Project Computing

Google Desktop Proxy


Providing access to the Google Desktop search service from remote machines

23 Oct 2004
Last updated: Kent Fitch, 01 Jan 2005 - version 0.2
incorporating Pavel Ševčík's encoding change
Since this tool was created, Google Desktop has changed a great deal and the approach taken here nolonger works. This means that this code will not work asis with the current version of Google Desktop.

Background and motivation

The Google Desktop allows you to search the contents of your hard drive, email and browser history contents.

The search interface runs in your browser. The Google Desktop software provides a web server which binds to your PC's TCP/IP loopback interface and can only be accessed by requests originating from your PC.

Hence, other machines can't send search requests to your Google Desktop search engine.

This is generally a good thing from a privacy point of view: do you really want random people looking at not just the contents of files on your PC but at emails and at web pages you've retrieved and even deleted from your browser cache?

Well, maybe. Maybe you like to share everything. If so, read on.

If Google Desktop were accessible from places other than the machine on which it was installed, some interesting possibilities would arise:

The Java program described here allows others to search your Google Desktop.

It contains some very simple restrictions which may allow you to make it harder for some people to search and retrieve content from your PC:

  1. Requests to configure Google Desktop preferences or delete content from the Google Desktop index are blocked unless they originate from the local machine
  2. By default (as installed) access is only granted to the local machine. However, a parameter file can be supplied which defines which IP addresses or IP address prefixes are allowed access. Be aware, however, that it is optimistic in the extreme to have confidence in associating IP addresses with people or organisations, and that for example, a compromised machine within a trusted IP range can easily broaden access to "the world".
  3. A log file can be specified in the parameter file (but be aware that if the parameter file is stored on the PC, it too will be indexed and retrievable via the proxy, as will the proxy parameter file...). The log records date/time, remote IP address and the start of the request so you can see which horses have bolted in vaguely which direction.

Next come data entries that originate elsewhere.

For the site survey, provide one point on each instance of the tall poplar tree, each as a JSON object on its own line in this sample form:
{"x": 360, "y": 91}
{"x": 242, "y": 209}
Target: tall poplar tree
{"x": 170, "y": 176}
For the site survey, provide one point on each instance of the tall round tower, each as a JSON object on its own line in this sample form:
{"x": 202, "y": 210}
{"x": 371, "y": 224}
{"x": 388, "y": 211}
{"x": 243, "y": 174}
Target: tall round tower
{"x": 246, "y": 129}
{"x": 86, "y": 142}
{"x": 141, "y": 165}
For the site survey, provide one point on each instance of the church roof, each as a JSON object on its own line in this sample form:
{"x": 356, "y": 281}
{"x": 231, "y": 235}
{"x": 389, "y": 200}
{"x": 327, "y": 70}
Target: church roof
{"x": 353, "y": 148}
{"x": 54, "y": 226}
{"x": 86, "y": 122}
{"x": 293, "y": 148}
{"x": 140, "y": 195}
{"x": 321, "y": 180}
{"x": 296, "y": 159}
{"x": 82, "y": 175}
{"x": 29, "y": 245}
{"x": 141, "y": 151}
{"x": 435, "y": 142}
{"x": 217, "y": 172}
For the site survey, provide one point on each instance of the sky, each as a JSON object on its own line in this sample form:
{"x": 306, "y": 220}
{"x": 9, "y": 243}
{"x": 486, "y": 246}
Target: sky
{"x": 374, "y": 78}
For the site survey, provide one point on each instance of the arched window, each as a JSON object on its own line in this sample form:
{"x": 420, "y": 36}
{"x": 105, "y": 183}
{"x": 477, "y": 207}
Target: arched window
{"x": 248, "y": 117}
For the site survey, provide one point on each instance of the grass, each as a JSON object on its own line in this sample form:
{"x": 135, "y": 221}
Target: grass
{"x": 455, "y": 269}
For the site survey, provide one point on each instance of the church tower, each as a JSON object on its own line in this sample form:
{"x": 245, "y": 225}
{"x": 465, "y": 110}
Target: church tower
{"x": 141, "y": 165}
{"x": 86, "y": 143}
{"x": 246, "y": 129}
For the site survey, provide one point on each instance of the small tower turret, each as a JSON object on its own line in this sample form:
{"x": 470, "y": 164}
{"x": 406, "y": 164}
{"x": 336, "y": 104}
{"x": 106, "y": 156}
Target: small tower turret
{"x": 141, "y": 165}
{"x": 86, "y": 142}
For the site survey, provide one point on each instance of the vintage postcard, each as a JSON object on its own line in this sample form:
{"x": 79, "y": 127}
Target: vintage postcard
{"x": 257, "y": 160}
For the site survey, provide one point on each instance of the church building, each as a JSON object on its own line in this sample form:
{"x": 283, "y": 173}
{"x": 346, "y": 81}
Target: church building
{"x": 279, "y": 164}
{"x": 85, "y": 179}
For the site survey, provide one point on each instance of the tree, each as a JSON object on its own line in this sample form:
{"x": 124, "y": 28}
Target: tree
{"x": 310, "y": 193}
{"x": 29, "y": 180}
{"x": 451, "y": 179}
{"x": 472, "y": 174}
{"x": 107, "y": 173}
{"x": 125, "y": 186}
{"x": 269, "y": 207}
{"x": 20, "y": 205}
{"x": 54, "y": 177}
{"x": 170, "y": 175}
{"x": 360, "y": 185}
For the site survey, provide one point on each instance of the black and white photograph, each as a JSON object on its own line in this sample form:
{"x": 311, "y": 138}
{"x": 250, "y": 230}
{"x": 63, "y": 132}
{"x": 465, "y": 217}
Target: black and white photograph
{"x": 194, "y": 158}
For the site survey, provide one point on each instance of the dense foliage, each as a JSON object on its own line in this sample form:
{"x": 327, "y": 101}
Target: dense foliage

[Since this simple program was released, a more full-functioned/easier to configure alternative has appeared - see http://dnka.com/. I haven't tried it, but it looks impressive.]

How it works

This program is a very simple proxy. A browser or other program on another computer can open a connection to this program which passes the request through to the Google Desktop web server on the same machine as the proxy. Because it is on the same machine, the Google Desktop web server processes the request and passes the result back to the proxy which in turn sends it back to the originating requestor.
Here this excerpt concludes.